La fraîcheur des primeurs au rendez-vous

 - Illustration La fraîcheur des primeurs au rendez-vous
Les cultures ont comblé leur retard grâce aux températures chaudes d’avril. Les récoltes de pomme de terre primeur démarrent. © Julien Mota, CNIPT
La campagne de récolte de la pomme de terre primeur démarre. Si les plantations ont été contrariées par la pluie, les bonnes conditions de culture ont rattrapé le retard chez les producteurs bretons.

Les premières pommes de terre primeur bretonnes arrivent sur le marché. Avec 15 000 tonnes produites en région Bretagne de début mai au 15 août, le légume frais démarre doucement sa saison de récolte ; une centaine de tonnes ont pour l’instant été arrachées. Cette année, ces récoltes risquent d’être étalées du fait de plantations échelonnées, freinées par la pluie. « Nous avons arrêté les plantations en janvier pour les reprendre en début de mars.
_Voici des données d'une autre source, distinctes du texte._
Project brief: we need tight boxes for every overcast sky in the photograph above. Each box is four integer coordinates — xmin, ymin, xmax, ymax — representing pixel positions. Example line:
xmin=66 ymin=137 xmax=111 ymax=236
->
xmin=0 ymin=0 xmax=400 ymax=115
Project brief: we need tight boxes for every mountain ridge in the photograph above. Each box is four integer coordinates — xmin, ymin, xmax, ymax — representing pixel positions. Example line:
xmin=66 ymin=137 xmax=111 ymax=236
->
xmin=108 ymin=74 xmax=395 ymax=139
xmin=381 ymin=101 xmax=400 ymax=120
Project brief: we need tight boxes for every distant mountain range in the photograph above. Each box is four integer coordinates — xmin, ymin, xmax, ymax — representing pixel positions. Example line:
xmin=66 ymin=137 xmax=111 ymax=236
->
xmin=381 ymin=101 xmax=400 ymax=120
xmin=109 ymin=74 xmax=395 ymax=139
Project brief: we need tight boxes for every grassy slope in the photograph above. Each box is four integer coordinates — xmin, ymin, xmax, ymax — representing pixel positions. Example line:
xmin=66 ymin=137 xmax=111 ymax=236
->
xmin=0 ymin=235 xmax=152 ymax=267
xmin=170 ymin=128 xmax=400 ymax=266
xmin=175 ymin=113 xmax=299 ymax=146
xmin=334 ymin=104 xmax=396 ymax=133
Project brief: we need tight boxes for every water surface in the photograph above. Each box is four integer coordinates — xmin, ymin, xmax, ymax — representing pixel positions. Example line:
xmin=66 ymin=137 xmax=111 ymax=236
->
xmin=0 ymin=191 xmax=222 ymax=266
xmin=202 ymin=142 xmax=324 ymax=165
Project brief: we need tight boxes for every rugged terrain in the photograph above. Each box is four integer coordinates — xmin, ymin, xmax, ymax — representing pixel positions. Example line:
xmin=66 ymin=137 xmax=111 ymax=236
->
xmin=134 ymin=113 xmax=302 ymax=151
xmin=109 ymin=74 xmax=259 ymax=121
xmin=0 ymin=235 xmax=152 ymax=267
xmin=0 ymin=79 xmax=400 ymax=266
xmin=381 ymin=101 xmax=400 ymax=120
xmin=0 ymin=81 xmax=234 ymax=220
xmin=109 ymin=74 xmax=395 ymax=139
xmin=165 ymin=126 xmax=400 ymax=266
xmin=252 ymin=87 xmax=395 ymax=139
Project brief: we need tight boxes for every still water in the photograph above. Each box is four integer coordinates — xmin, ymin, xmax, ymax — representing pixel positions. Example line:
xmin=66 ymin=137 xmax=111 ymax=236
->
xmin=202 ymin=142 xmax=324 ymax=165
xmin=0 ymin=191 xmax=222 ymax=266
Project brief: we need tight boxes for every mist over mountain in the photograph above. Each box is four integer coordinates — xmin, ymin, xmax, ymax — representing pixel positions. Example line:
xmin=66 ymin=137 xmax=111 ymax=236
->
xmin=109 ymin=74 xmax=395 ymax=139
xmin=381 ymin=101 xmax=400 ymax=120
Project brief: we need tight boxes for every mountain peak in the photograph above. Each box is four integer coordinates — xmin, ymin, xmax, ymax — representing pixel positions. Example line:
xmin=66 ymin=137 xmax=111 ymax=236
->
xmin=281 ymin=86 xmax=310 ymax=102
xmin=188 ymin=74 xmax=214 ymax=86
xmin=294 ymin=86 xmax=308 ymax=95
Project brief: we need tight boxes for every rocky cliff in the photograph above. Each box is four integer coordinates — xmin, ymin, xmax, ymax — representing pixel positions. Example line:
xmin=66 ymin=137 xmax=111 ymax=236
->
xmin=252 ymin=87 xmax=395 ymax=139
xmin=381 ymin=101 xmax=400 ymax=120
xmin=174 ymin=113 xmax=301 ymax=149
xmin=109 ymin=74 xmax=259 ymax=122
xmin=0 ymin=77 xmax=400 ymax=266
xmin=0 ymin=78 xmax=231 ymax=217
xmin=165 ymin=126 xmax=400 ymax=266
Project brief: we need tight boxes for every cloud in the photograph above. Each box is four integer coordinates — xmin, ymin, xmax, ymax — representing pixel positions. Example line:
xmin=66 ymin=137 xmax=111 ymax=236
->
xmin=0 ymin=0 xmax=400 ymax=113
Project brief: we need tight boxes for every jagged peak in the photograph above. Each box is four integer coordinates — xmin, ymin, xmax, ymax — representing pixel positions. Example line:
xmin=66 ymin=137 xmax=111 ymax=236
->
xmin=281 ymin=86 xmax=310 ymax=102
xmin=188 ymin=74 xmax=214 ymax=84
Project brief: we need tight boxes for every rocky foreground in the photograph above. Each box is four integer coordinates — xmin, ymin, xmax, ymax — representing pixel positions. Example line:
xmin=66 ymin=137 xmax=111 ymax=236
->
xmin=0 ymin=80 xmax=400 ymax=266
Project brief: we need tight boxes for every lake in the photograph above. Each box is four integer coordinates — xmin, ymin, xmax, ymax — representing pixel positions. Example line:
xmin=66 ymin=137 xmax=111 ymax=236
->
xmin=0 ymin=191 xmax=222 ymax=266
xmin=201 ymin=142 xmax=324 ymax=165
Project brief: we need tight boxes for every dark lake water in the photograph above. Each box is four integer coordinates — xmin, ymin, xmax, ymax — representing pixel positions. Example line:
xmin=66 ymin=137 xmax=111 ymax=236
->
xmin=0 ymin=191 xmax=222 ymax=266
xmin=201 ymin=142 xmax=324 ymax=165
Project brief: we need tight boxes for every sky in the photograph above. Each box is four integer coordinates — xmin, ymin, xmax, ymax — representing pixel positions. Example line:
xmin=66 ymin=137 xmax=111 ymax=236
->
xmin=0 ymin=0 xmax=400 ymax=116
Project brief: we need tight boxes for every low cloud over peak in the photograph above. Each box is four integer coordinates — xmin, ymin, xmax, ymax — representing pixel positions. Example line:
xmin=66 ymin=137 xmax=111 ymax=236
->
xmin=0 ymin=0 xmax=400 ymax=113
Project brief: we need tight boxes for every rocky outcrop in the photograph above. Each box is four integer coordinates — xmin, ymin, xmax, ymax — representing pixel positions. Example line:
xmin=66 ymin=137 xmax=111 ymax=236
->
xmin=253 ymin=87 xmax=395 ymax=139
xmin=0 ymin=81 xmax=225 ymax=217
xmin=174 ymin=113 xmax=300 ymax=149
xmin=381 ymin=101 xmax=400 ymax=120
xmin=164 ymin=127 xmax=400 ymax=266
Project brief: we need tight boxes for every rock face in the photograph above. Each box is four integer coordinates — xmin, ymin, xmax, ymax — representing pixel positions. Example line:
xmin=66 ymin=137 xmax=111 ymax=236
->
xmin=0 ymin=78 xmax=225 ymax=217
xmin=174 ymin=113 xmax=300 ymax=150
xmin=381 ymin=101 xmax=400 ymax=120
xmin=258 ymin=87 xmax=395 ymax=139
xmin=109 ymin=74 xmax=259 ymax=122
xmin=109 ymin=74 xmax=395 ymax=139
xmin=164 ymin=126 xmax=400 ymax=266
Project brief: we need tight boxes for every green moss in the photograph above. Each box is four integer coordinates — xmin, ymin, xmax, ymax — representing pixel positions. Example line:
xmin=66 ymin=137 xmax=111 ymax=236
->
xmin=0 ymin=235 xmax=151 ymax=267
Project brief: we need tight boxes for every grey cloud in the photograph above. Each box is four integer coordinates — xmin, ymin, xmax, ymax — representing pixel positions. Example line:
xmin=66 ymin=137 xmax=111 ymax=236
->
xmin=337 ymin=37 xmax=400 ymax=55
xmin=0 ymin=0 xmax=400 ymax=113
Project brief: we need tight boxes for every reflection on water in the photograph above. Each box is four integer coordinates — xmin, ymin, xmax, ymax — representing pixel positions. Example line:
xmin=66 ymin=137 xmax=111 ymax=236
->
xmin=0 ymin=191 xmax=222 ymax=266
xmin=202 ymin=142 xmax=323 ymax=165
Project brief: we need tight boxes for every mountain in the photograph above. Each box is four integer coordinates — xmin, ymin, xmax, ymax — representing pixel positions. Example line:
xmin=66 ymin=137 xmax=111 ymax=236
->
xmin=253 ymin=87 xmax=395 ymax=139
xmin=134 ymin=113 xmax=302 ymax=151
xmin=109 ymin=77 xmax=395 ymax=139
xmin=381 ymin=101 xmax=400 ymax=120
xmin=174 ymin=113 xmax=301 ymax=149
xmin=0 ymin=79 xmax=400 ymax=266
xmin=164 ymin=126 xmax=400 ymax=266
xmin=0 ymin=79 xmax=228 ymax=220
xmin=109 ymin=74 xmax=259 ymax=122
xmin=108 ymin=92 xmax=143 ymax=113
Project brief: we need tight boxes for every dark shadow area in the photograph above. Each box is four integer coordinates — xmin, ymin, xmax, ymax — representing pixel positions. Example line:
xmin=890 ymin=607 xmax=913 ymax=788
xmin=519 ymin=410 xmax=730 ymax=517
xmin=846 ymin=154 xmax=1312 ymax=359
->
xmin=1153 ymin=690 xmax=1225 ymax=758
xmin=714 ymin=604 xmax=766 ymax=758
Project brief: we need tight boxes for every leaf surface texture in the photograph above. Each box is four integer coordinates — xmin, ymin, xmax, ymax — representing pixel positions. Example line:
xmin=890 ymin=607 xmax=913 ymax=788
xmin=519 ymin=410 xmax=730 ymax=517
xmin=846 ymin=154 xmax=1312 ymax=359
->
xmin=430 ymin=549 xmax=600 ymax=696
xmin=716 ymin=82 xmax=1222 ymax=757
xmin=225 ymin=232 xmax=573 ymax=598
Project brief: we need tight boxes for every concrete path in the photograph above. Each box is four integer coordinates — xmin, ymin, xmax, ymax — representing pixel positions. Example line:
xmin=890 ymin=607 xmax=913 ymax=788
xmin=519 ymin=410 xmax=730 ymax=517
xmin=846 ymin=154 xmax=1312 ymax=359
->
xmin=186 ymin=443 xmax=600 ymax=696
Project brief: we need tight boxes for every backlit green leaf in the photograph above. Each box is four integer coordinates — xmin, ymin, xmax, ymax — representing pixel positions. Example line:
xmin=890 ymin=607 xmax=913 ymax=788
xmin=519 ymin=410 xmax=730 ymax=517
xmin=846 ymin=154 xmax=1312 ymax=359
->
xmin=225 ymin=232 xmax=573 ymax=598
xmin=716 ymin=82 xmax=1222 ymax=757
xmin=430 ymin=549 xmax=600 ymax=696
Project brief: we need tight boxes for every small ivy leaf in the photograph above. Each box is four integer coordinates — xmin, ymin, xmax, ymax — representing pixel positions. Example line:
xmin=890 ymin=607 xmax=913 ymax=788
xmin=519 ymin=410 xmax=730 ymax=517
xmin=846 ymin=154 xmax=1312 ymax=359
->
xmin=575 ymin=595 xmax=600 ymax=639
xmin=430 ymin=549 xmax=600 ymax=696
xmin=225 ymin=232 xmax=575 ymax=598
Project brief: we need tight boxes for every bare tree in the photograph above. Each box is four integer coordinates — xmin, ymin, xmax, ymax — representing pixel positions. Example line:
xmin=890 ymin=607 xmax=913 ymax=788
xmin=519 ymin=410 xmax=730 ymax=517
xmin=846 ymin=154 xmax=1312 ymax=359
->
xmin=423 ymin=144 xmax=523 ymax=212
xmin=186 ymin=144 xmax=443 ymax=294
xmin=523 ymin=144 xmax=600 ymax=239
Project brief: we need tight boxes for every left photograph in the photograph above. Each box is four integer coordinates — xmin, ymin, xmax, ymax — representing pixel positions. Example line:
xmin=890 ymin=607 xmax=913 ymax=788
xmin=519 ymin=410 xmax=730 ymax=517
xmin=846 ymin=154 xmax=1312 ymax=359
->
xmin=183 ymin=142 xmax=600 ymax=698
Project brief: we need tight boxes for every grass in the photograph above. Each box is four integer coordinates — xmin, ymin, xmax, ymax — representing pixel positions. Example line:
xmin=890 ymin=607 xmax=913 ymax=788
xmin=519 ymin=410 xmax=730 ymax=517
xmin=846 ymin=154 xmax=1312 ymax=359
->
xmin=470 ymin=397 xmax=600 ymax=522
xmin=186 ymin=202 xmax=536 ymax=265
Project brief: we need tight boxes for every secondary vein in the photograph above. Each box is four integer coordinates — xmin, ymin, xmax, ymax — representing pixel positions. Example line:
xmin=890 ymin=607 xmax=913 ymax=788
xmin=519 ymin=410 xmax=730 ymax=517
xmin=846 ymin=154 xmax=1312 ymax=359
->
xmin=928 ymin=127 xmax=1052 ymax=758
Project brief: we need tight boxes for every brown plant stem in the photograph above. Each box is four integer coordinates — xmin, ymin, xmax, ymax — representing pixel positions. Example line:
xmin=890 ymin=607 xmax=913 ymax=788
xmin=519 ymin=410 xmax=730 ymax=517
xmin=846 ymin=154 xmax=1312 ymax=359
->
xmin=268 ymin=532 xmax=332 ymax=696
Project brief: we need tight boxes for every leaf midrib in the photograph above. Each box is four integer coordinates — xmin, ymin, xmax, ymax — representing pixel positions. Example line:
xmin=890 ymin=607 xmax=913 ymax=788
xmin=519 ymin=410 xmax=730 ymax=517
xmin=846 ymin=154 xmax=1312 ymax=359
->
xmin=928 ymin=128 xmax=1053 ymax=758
Il fallait être patient pour retrouver des conditions favorables. Comme beaucoup de cultures, l’implantation et la préparation des sols pèsent pour 50 % de la réussite des pommes de terre primeur », rappelle André Minguy, producteur à Ploumoguer et président de la commission primeurs du CNIPT (Comité national interprofessionnel de la pomme de terre).

Côté conditions de culture, les primeurs ont bénéficié de températures clémentes, les sols frais se sont réchauffés. « Les plantes ont en grande partie comblé leur retard », a observé le producteur.

Des volumes stables

En comparaison des années précédentes, les surfaces emblavées en Bretagne « restent sables », se réjouit André Minguy qui prévoit sans doute des cartes rebattues pour l’année à venir avec la fin programmée d’inhibiteurs de germination comme le CIPC. « Il pourrait y avoir des ruptures éventuelles à partir de la fin avril 2021 de pomme de terre de consommation classique. Cette campagne écourtée pour certains conditionneurs laissera une place plus importante à la pomme de terre primeur ». Le retrait des CIPC sera actif au 8 août 2020, sur l’ensemble de l’Europe.

Rassurer le consommateur

La période de confinement a modifié le comportement des consommateurs. Le début de campagne de commercialisation a été quelque peu laborieux pour la Primaline, cultivée sous serre. Mais André Minguy se veut rassurant, avec, au moment de Pâques, « une bonne mise en avant dans la distribution, encore plus dans les bassins de production ». Le producteur insiste aussi sur les conditions sanitaires respectées « de la récolte aux stations de conditionnement, de quoi rassurer le consommateur ».